ストップモーション・アニメで撮られた映画。主要キャラはそういう人形のような原型を用いているようで、それにCGなどを駆使して描かれているという事か。立体感があり自然であるし、アニメとしてのはっきりした映像美が広がる。そうしたものは実に素晴らしいと思うが、興行的には大コケし、1億ドル以上の赤字を出したとされる。そういう事もあって興味を持ったというのは、あるかもしれない。
しかしながら、面白い内容であることは確かだが、やはりなんとなく今一つなのである。実に惜しいというか。アニメチックな人物造形とお話の壮大さが、今一つ合っていない感じがするのだ。スリルあるアクションも多いのだが、やはりアニメだからか、ちょっと緊迫感に欠けてしまうのだ。撃たれたら死ぬとか、落ちたら死ぬ、という場面において、大変なことになっているはずなのに、ちょっと余裕を感じさせるものがある。彼らは落ちても死なないのではないか。そんな気がしてしまうのだ。どうしてだろう?

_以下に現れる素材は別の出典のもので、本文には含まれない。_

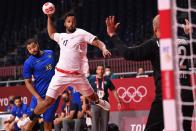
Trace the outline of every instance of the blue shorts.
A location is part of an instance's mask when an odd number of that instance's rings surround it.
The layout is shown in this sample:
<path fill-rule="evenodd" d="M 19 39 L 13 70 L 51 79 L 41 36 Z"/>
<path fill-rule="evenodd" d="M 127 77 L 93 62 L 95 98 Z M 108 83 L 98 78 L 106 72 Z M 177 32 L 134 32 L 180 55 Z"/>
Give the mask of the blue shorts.
<path fill-rule="evenodd" d="M 16 122 L 14 123 L 14 131 L 21 131 Z"/>
<path fill-rule="evenodd" d="M 60 102 L 60 97 L 55 101 L 53 105 L 51 105 L 44 113 L 43 119 L 45 122 L 52 122 L 55 116 L 55 112 L 58 108 Z M 29 105 L 28 115 L 31 115 L 32 111 L 35 109 L 37 105 L 37 99 L 33 96 L 31 99 L 31 103 Z"/>

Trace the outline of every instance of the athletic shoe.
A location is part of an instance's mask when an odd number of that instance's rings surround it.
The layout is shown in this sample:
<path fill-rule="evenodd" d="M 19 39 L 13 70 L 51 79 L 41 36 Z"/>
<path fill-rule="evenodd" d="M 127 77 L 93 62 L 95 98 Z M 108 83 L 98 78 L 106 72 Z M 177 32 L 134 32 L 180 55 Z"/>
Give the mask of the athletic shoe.
<path fill-rule="evenodd" d="M 96 105 L 100 106 L 102 109 L 104 109 L 106 111 L 110 110 L 110 104 L 105 100 L 99 99 L 99 103 Z"/>

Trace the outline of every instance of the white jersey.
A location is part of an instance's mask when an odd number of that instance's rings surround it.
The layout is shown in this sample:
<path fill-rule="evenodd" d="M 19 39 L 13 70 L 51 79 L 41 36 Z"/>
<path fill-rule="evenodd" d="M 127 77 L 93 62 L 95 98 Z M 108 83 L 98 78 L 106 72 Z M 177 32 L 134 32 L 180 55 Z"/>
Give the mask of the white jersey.
<path fill-rule="evenodd" d="M 73 33 L 54 33 L 54 40 L 59 44 L 60 56 L 56 65 L 65 71 L 84 73 L 84 64 L 88 62 L 87 43 L 92 44 L 96 36 L 76 28 Z"/>

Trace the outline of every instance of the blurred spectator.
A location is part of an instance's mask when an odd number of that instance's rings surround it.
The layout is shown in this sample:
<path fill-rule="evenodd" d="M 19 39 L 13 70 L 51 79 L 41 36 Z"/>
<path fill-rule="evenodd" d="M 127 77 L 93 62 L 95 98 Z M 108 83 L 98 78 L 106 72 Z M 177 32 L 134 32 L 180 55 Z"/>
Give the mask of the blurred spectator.
<path fill-rule="evenodd" d="M 138 68 L 136 78 L 140 78 L 140 77 L 148 77 L 148 75 L 145 74 L 143 67 Z"/>
<path fill-rule="evenodd" d="M 110 123 L 108 124 L 108 131 L 119 131 L 119 128 L 116 124 Z"/>
<path fill-rule="evenodd" d="M 14 96 L 9 96 L 9 105 L 6 106 L 6 112 L 11 112 L 14 107 Z"/>
<path fill-rule="evenodd" d="M 18 131 L 20 130 L 20 128 L 17 126 L 17 122 L 20 119 L 23 119 L 25 117 L 27 117 L 27 110 L 28 107 L 26 104 L 24 104 L 21 100 L 20 96 L 16 96 L 14 98 L 14 107 L 11 111 L 11 117 L 4 121 L 4 126 L 6 131 Z"/>
<path fill-rule="evenodd" d="M 109 102 L 108 89 L 111 90 L 117 100 L 118 109 L 121 109 L 121 101 L 109 77 L 104 76 L 104 66 L 98 65 L 96 76 L 89 80 L 99 98 Z M 92 131 L 107 131 L 109 122 L 109 111 L 103 110 L 96 105 L 91 105 Z"/>
<path fill-rule="evenodd" d="M 110 66 L 106 66 L 106 67 L 105 67 L 105 76 L 108 76 L 110 79 L 116 79 L 116 78 L 118 78 L 118 76 L 115 75 L 115 74 L 112 72 Z"/>
<path fill-rule="evenodd" d="M 72 101 L 72 96 L 68 90 L 64 91 L 62 98 L 64 104 L 61 115 L 54 120 L 55 131 L 60 131 L 62 127 L 63 131 L 80 131 L 81 121 L 78 119 L 78 104 Z"/>

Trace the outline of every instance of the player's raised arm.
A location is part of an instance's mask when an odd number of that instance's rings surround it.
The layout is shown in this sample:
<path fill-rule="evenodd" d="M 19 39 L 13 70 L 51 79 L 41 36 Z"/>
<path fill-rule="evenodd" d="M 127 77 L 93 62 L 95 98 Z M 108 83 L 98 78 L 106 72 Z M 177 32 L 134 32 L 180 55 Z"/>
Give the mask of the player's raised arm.
<path fill-rule="evenodd" d="M 104 57 L 110 57 L 111 53 L 106 48 L 105 44 L 100 41 L 98 38 L 95 38 L 92 42 L 92 45 L 98 47 L 101 51 Z"/>
<path fill-rule="evenodd" d="M 50 38 L 54 40 L 54 33 L 56 33 L 56 28 L 54 26 L 52 16 L 53 14 L 48 15 L 47 30 L 48 30 L 48 35 L 50 36 Z"/>

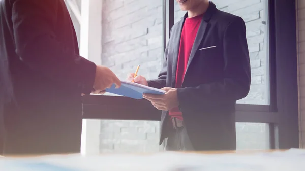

設定も大人すぎるというか、しかし不条理なところが随所にあって、そういうものには、ちゃんと納得させられなくてはならない。だからなんだかアンバランスというか。よく出来ていて感心するのだが、感心するところで終わってしまう、ということかもしれない。あえて危機がそこに仕組まれている感じで、単なる貴族クラブの駆け引きなのに、敵も味方も騒ぎすぎである。そうであるのに、そもそも貴族クラブなんてどうでもよくなったりする。人類のミステリが解き明かされているのにもかかわらず、やっぱり感動できない。そういう事なのかもしれない。一億ドル(今は円安だから150億以上か!)も損することは無いと思うが、それだけ意気込んで作ったのに、誠に残念なことだった。まあ、話のネタに僕のように観る者がいる、というのが、情け深い話ということになろうか。やっぱり酷評されているので、観る人は伸びないのだろうけれど……。